1

apologies in advanced if this question has been asked before but I couldn't find anything on it.

Right now, I'm attempting to take certain columns from files, and to name the columns the names of those files. I've done it before, and I know it's not too difficult, but I am running into a lot of trouble. MY code is as follows (allfiles is declared earlier in the code as all of the files in that directory)

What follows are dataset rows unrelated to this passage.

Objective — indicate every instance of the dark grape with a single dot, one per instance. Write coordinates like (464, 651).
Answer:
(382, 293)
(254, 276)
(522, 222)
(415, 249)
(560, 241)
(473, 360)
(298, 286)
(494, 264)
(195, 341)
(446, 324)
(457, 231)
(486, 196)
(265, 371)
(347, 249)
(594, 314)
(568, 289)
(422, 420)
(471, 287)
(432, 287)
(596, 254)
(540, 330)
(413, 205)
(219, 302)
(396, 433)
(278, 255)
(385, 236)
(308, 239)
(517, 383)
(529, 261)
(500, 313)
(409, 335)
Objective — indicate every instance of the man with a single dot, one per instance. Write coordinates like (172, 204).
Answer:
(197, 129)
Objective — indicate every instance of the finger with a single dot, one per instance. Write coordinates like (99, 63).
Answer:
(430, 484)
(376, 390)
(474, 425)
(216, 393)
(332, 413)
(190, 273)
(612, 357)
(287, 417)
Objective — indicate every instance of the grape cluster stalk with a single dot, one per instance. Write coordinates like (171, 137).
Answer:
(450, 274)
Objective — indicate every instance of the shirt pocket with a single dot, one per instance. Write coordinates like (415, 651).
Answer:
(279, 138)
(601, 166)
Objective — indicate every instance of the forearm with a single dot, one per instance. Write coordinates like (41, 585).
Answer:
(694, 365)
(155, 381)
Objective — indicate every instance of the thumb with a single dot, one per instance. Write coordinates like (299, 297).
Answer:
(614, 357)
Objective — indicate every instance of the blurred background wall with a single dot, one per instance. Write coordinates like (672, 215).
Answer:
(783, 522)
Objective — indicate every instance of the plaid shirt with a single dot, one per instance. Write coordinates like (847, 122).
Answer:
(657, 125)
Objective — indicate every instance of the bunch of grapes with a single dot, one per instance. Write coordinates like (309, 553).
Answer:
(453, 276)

    makelist<-function(list_text){
  if (list_text == "squared_median " || list_text == "squared_median_ranked"
      || list_text == "value_median " || list_text == "value_median_ranked")
    metric = "median"
  else
    metric = "avg"
  currfiles=allfiles[grepl(list_text,allfiles)]
  currfile=currfiles[1]
  currtable=read.table(currfile, header=T, sep='\t',stringsAsFactors = F)
  a<-cbind(gene=currtable[,1],paste0(currfile)=currtable[,metric])
  #col.name(a[,ncol(a)])<-currfile
  #names(a)[ncol(a)]<-as.character(currfile)
  for(currfile in currfiles[2:length(currfiles)])
  {
    currtable=read.table(currfile, header=T, sep='\t', stringsAsFactors=F)
    if (length(currtable[,metric]) > length(a[,1]))
     apply(a,2, function(x) length(x) = length(currtable[,metric]))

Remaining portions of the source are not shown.